This charming photograph of the snow-covered house at Green Spring Gardens was donated to the Fairfax County Park Authority in 1976 by Russell Whitesell. He lived at Green Spring with his sister and widowed mother, Minnie, who had purchased the property in 1931. Eleven years later, Michael and Belinda Straight purchased the house, outbuildings and 32 acres for $32,500.
This photo shows how the house looked prior to the Straight’s restoration of it. Shortly after purchasing Green Spring, the Straights hired architect Walter Macomber to restore the house. Macomber had worked on the restoration of Colonial Williamsburg and was considered a master of the Colonial Revival style.
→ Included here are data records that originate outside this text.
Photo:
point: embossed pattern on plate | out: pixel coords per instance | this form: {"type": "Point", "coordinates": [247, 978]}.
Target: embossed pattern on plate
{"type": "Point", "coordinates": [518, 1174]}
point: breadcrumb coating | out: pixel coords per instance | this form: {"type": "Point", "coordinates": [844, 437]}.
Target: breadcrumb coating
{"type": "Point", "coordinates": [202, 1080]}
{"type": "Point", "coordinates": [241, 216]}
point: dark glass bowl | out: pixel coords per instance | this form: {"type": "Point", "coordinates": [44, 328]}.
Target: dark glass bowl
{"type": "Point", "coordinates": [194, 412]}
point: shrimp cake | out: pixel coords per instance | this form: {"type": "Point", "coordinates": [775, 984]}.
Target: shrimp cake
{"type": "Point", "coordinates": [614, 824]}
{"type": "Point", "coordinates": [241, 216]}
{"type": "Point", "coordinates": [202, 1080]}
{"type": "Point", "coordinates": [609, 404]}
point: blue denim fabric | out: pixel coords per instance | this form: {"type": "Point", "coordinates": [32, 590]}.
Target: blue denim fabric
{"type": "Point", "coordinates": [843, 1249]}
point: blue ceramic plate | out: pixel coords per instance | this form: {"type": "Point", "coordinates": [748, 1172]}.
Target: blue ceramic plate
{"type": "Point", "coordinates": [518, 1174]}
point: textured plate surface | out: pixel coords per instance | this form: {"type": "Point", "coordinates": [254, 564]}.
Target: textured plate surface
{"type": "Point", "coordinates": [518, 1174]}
His work at Green Spring included removing the side kitchen and adding an enclosed sun porch and symmetrical brick wings on either side of the house. Macomber wanted interior architectural pieces to date from a time appropriate to the house, so he scoured the local area salvaging 18th century fireplaces, doors, cabinets, panels, and woodwork. He incorporated them into the Green Spring property.
Macomber turned a spring house on the property into a cottage for the Straights while restoration on the main house was underway. The Straights moved into the main house by the end of 1942. At the same time of the restoration, the Straights hired renowned landscape designer Beatrix Farrand to design the gardens. The completed restoration work of these two designers earned Green Spring a listing on the National Register of Historic Places.
The Straights and their five children lived at Green Spring until 1965. In 1970, they donated the house and 18 acres to the Fairfax County Park Authority. The county has added additional acreage to make up today’s 31 acres of Green Spring Gardens.